Description
If request logging is enabled, ProduceRequest can be accessed
and mutated concurrently from a network thread (which calls
toString) and the request handler thread (which calls
clearPartitionRecords()).
That can lead to a ConcurrentModificationException when iterating
the partitionRecords map.
The underlying thread-safety issue has existed since the server
started using the Java implementation of ProduceRequest in 0.10.0.

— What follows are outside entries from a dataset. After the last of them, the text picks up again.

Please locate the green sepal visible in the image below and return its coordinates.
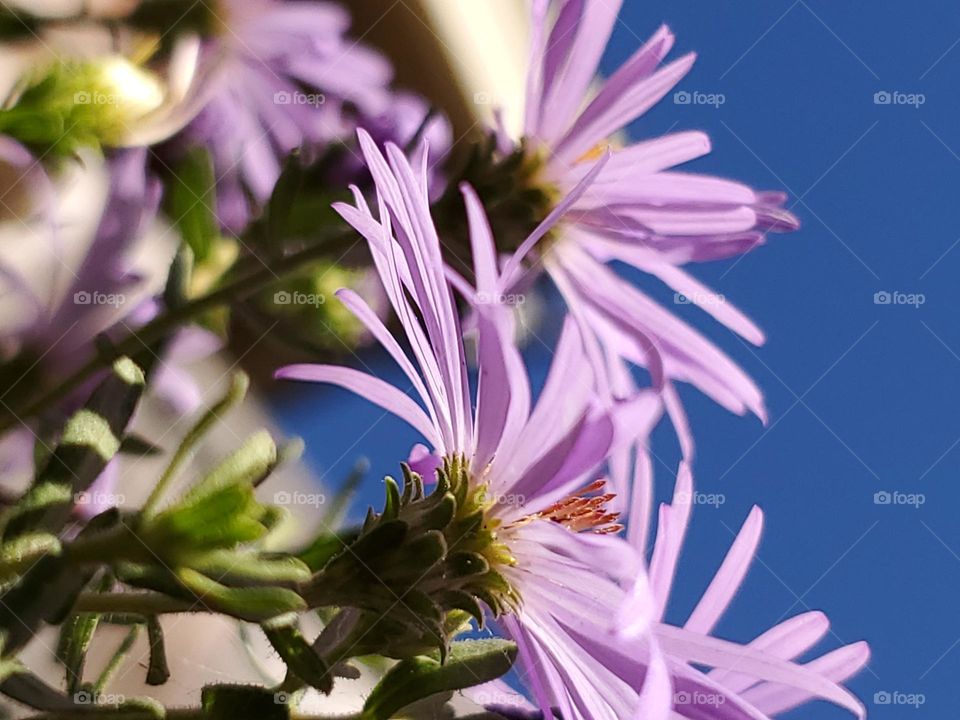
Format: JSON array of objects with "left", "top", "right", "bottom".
[
  {"left": 57, "top": 613, "right": 100, "bottom": 695},
  {"left": 361, "top": 640, "right": 517, "bottom": 720},
  {"left": 200, "top": 685, "right": 290, "bottom": 720},
  {"left": 166, "top": 147, "right": 220, "bottom": 264},
  {"left": 176, "top": 568, "right": 307, "bottom": 622},
  {"left": 0, "top": 533, "right": 62, "bottom": 582},
  {"left": 189, "top": 550, "right": 313, "bottom": 585},
  {"left": 381, "top": 475, "right": 400, "bottom": 520},
  {"left": 147, "top": 615, "right": 170, "bottom": 685}
]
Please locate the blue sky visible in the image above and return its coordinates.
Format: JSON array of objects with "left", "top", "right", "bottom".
[{"left": 282, "top": 0, "right": 960, "bottom": 720}]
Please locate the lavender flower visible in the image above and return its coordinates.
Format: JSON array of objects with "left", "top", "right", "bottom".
[
  {"left": 0, "top": 148, "right": 219, "bottom": 500},
  {"left": 186, "top": 0, "right": 400, "bottom": 232},
  {"left": 484, "top": 0, "right": 796, "bottom": 428},
  {"left": 624, "top": 464, "right": 870, "bottom": 718},
  {"left": 277, "top": 131, "right": 861, "bottom": 720}
]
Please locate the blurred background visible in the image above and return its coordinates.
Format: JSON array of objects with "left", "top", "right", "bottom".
[{"left": 272, "top": 0, "right": 960, "bottom": 720}]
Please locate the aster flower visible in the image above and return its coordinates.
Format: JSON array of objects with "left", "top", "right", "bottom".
[
  {"left": 277, "top": 131, "right": 860, "bottom": 720},
  {"left": 474, "top": 0, "right": 796, "bottom": 428},
  {"left": 177, "top": 0, "right": 402, "bottom": 232},
  {"left": 0, "top": 149, "right": 219, "bottom": 498}
]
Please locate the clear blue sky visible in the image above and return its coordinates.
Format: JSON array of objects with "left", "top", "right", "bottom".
[{"left": 274, "top": 0, "right": 960, "bottom": 720}]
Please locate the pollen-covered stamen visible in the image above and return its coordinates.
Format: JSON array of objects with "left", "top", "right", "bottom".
[{"left": 532, "top": 480, "right": 623, "bottom": 535}]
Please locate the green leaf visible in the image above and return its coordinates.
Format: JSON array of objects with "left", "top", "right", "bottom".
[
  {"left": 93, "top": 625, "right": 140, "bottom": 695},
  {"left": 3, "top": 357, "right": 144, "bottom": 540},
  {"left": 57, "top": 613, "right": 100, "bottom": 695},
  {"left": 147, "top": 615, "right": 170, "bottom": 685},
  {"left": 0, "top": 533, "right": 61, "bottom": 582},
  {"left": 262, "top": 614, "right": 333, "bottom": 695},
  {"left": 182, "top": 430, "right": 277, "bottom": 504},
  {"left": 361, "top": 640, "right": 517, "bottom": 720},
  {"left": 190, "top": 550, "right": 313, "bottom": 585},
  {"left": 167, "top": 147, "right": 220, "bottom": 263}
]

However, we were incorrectly not clearing the underlying struct until
0.10.2, so toString itself was thread-safe until that change. In 0.10.2,
toString is no longer thread-safe and we could potentially see a
NullPointerException given the right set of interleavings between
toString and clearPartitionRecords although we haven't seen that
happen yet.
In trunk, we changed the requests to have a toStruct method
instead of creating a struct in the constructor and toString was
no longer printing the contents of the Struct. This accidentally
fixed the race condition, but it meant that request logging was less
useful.
A couple of days ago, AbstractRequest.toString was changed to
print the contents of the request by calling toStruct().toString()
and reintroduced the race condition. The impact is more visible
because we iterate over a HashMap, which proactively
checks for concurrent modification (unlike arrays).
We will need a separate PR for 0.10.2.